Comment prévenir le mal aigu des montagnes ?

Lorsque l’on pense à notre santé pour un voyage, notre regard se tourne généralement vers les vaccinations nécessaires pour l’étranger. De quels vaccins ai-je besoin si je vais à Cuba, au Mexique ou même en Thaïlande
 

Nous nous posons rarement la question du mal de l’altitude ! Dans des pays comme le Pérou, certains lieux mythiques culminent à de grandes altitudes : Machu Picchu à 2430m, Cuzco à 3225 m et même le Lac Titicaca à 3812 m. Il est donc important de vous préparer afin que le mal des montagnes ne gâche pas votre voyage !
 

Le mal aigu des montagnes est une état qui peut toucher les alpinistes, les randonneurs, les skieurs et les voyageurs en haute altitude, généralement au-dessus de 2 000 mètres d'altitude.
 

Les causes du mal de l’altitude

 

La pression atmosphérique diminue à mesure que l’altitude augmente et la baisse de la pression partielle d’oxygène qui en résulte entraîne l’hypoxie.
 

Les personnes qui prennent un vol direct vers une destination située à haute altitude, comme p.ex. Cusco (Pérou, 3225 m), La Paz (Bolivie, 3658 - 4018 m), Lhasa (Tibet, 3685 m), Leh (Ladakh, 3505 m) doivent donc sans aucun doute tenir compte de la survenue possible du mal d'altitude aigu.

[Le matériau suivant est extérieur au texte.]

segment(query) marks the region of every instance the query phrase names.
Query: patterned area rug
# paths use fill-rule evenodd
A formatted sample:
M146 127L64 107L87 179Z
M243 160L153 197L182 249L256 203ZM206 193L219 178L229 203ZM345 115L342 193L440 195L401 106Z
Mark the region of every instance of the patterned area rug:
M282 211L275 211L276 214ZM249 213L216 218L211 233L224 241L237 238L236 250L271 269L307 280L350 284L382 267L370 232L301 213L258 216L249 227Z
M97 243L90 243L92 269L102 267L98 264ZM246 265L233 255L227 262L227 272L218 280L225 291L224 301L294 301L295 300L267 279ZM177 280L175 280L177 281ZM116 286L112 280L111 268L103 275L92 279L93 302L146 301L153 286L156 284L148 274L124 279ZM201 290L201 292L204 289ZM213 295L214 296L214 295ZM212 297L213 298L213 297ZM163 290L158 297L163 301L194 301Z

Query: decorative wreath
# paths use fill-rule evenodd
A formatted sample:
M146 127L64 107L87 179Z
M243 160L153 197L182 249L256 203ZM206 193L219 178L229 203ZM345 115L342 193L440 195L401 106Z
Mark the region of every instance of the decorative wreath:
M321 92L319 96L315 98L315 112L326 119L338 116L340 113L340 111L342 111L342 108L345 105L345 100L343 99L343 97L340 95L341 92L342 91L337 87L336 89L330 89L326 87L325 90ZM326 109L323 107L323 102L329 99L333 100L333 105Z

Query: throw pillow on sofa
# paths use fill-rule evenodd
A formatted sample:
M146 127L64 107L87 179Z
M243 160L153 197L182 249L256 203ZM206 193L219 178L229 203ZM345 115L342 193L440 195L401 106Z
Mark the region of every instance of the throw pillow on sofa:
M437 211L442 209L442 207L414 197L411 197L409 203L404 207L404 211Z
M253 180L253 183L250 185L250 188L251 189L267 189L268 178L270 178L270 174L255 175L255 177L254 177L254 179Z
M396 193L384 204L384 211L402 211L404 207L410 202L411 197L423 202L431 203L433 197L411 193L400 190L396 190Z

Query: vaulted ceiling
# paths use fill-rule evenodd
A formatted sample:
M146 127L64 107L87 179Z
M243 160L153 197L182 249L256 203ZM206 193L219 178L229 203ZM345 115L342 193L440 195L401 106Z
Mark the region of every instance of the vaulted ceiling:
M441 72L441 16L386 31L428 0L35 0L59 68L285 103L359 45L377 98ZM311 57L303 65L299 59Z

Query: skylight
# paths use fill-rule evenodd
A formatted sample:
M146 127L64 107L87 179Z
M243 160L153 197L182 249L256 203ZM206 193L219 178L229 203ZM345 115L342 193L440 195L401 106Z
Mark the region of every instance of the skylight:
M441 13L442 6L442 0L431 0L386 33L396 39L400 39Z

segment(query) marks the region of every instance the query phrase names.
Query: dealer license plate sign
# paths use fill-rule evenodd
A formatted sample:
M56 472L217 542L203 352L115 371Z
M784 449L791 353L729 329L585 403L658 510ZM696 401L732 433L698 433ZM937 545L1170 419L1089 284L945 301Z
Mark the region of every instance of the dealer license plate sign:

Plus vous montez rapidement à une altitude supérieure, plus vous risquez de souffrir du mal aigu des montagnes.
 

Vous êtes davantage à risque de contracter le mal aigu des montagnes si :
 

  • Vous résidez au niveau de la mer et aller en altitude
  • Ascension rapide
  • La durée du séjour (plus on quitte longtemps, plus le risque est grand)
  • Le but à atteindre en altitude
  • Historique antérieure de mal aigu des montagnes
  • Âge < 50 ans 
  • L’intensité de l’effort physique
  • Vous avez consommé de l'alcool et d'autres substances qui peuvent nuire à l'acclimatation.
  • Vous avez des problèmes médicaux au niveau du cœur, du système nerveux ou des poumons.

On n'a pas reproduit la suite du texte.